Cela, c'est à quoi doit s'attendre tout marin. Ce sont les
contraintes spécifiquement maritimes de la profession.
Le Dr Cuzon décrit donc trois indicateurs comme
facteurs favorisants du développement d'un trouble psychiatrique : le
trouble de la personnalité, la rupture affective et
l'évènement professionnel.
Si la pré-existence d'un trouble de la
personnalité lors de l'entrée dans la profession (difficile
à dépister lors de la visite médicale d'aptitude) peut
être une cause favorisante de la survenue d'un trouble du comportement
à bord, il me paraît plus difficile d'évaluer la part des
deux autres facteurs dans l'apparition d'un trouble du comportement chez le
marin.
En ce qui concerne la rupture affective, il est difficile de
dire si cette rupture intervient comme facteur favorisant ou comme
conséquence du trouble psychologique.
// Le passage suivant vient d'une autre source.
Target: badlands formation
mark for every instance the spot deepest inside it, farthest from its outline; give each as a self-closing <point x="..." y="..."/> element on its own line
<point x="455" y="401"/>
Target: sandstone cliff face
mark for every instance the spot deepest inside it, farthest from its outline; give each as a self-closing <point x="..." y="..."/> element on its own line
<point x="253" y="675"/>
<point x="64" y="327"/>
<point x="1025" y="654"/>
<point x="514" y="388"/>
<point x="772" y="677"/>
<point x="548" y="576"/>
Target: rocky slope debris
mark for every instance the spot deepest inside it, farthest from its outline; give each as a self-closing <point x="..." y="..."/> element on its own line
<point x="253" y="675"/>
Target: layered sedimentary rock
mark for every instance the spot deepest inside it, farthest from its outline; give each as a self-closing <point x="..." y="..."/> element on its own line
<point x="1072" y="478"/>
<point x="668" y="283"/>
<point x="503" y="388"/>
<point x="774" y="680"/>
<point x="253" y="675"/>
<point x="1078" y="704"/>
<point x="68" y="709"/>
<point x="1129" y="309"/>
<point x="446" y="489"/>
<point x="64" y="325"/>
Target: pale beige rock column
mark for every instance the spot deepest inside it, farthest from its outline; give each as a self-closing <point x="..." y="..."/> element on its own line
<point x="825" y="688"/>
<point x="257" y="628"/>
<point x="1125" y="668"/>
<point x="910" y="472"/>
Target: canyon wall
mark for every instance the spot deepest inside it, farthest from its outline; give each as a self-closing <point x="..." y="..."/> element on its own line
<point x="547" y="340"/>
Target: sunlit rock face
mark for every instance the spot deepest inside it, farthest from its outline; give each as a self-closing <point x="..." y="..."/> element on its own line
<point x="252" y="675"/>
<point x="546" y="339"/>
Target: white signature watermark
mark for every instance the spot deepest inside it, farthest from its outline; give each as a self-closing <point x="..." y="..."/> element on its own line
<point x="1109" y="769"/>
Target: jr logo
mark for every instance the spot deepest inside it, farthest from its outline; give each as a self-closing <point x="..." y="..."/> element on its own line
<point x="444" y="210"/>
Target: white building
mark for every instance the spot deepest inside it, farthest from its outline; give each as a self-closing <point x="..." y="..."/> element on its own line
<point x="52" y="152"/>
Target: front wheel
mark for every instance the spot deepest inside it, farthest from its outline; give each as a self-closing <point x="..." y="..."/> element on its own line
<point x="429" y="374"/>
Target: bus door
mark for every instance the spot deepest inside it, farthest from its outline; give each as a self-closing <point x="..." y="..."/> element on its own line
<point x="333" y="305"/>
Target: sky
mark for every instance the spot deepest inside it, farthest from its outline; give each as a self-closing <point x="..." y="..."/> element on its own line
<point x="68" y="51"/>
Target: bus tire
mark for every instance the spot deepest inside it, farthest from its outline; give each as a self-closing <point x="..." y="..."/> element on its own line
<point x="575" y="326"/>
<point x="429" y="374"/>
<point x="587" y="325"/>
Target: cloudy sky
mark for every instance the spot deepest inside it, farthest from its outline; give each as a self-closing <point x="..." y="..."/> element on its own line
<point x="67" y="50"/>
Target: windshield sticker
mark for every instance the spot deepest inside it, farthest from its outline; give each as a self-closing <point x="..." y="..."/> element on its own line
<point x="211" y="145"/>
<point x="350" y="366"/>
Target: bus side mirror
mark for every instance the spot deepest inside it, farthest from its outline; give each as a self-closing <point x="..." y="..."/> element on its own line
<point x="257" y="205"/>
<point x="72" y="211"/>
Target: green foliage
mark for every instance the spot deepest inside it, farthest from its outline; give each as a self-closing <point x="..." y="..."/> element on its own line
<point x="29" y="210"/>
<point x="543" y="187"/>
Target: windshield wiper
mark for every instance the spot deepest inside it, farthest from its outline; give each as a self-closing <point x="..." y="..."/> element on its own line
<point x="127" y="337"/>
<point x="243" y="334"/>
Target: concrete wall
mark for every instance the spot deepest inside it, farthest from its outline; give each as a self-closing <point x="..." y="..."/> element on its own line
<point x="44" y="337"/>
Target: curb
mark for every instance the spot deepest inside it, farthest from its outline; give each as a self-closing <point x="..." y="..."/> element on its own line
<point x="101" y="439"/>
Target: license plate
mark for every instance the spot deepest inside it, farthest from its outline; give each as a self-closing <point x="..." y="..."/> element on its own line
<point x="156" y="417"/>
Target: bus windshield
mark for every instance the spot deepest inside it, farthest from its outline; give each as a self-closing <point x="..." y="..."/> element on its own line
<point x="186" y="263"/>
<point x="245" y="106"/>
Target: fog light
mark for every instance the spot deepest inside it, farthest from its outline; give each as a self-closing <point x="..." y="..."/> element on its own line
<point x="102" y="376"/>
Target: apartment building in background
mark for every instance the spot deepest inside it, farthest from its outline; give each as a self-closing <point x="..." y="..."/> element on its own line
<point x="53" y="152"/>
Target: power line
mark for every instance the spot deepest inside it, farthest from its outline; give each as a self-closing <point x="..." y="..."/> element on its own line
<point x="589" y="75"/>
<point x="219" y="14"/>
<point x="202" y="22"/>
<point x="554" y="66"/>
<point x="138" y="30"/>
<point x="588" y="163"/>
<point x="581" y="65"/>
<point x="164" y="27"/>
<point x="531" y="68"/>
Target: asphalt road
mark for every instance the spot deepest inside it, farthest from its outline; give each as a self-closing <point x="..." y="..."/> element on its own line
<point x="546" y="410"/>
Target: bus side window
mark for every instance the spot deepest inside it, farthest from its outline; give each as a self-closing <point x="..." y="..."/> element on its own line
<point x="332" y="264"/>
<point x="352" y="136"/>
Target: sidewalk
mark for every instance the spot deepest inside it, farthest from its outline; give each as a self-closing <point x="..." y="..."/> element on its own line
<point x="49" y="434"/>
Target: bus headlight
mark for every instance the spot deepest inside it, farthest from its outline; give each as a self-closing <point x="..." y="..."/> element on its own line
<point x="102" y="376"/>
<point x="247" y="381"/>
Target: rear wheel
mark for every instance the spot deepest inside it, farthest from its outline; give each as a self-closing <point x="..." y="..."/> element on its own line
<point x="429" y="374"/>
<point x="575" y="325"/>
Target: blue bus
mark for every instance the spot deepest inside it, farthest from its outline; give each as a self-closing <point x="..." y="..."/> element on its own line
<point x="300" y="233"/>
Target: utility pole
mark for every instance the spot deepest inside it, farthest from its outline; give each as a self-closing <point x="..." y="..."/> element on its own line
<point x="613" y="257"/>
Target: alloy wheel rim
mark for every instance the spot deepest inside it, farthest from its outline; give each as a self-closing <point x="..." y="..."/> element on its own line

Certes, le marin est souvent
absent mais au-delà de ce cliché peut-on pour autant affirmer que
la vie de marin est incompatible avec la stabilité de la relation de
couple ?
On peut aussi y ajouter de nouvelles contraintes apparues avec de
nouvelles modalités d'exploitation des navires, avec une nouvelle
organisation du travail à bord :
- Il y a l'apparition des équipages multiculturels
(confrontation des différentes cultures mais aussi acceptation des
conditions de travail différentes selon la nationalité),
- et la majoration du stress quand on occupe un poste à
responsabilités car les exigences sécuritaires sont de plus en
plus présentes.
A ce stade, il ne s'agit que d'hypothèses qui
justifieraient d'être analysées et confirmées par des
études à grande échelle suivant les normes habituelles
pour une validité scientifique incontestable permettant de recommander
des mesures de prévention.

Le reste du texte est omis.